I'm tagging DBAs on this after a conversation with @Marostegui in -cloud. I did some more digging and logging and I found that I think the wikimetrics user is restricted to 10 connections at the same time across all wikis, not just for one wiki. I ran show processlist fast enough to catch the moment it ran out of connections:
Id | User | Host | db | Command | Time | State | Info | Progress |
168140821 | s52261 | 10.68.23.232:32886 | ilowiki_p | Query | 0 | init | show processlist | 0.000 |
168141098 | s52261 | 10.68.23.232:32912 | maiwiki_p | Sleep | 3 | NULL | 0.000 | |
168141099 | s52261 | 10.68.23.232:32914 | fiwiki_p | Sleep | 3 | NULL | 0.000 | |
168141100 | s52261 | 10.68.23.232:32916 | napwiki_p | Sleep | 3 | NULL | 0.000 | |
168141103 | s52261 | 10.68.23.232:32918 | dsbwiki_p | Sleep | 3 | NULL | 0.000 | |
168141104 | s52261 | 10.68.23.232:32920 | cebwiki_p | Sleep | 3 | NULL | 0.000 | |
168141106 | s52261 | 10.68.23.232:32922 | pmswiki_p | Sleep | 3 | NULL | 0.000 | |
168141107 | s52261 | 10.68.23.232:32924 | fawiki_p | Sleep | 3 | NULL | 0.000 | |
168141108 | s52261 | 10.68.23.232:32926 | ugwiki_p | Sleep | 3 | NULL | 0.000 | |
168141109 | s52261 | 10.68.23.232:32928 | snwiki_p | Sleep | 3 | NULL | 0.000 | |
And in the log I have errors from all the other wikis it tries to access.
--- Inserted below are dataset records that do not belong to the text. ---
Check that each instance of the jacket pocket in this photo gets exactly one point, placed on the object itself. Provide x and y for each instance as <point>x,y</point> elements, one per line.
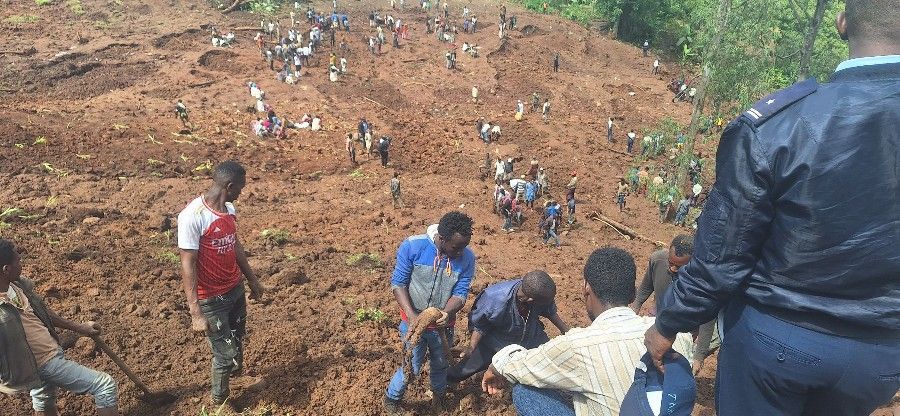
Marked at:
<point>712,227</point>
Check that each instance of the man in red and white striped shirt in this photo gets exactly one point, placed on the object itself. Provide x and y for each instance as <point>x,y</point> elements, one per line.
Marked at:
<point>212,265</point>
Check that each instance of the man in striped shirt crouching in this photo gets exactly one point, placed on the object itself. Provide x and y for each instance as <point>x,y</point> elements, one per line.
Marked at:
<point>587,371</point>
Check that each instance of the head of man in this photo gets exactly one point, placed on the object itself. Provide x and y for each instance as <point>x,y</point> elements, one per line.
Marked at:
<point>871,26</point>
<point>537,287</point>
<point>680,252</point>
<point>454,234</point>
<point>609,277</point>
<point>230,177</point>
<point>10,262</point>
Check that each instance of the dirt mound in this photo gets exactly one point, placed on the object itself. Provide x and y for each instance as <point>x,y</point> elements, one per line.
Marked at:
<point>222,61</point>
<point>531,30</point>
<point>179,40</point>
<point>114,160</point>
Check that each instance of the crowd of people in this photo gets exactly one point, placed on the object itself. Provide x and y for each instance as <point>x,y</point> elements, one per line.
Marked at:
<point>795,286</point>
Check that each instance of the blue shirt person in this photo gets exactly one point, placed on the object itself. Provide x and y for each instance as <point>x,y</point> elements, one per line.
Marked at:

I'll try to solve this by messing with the code. I should be able to close the connection to one wiki before moving on to the next one, it's not running in parallel like I thought. So I'm taking care of this, just cc-ing DBAs so they're in the loop since I'll be on paternity leave any moment.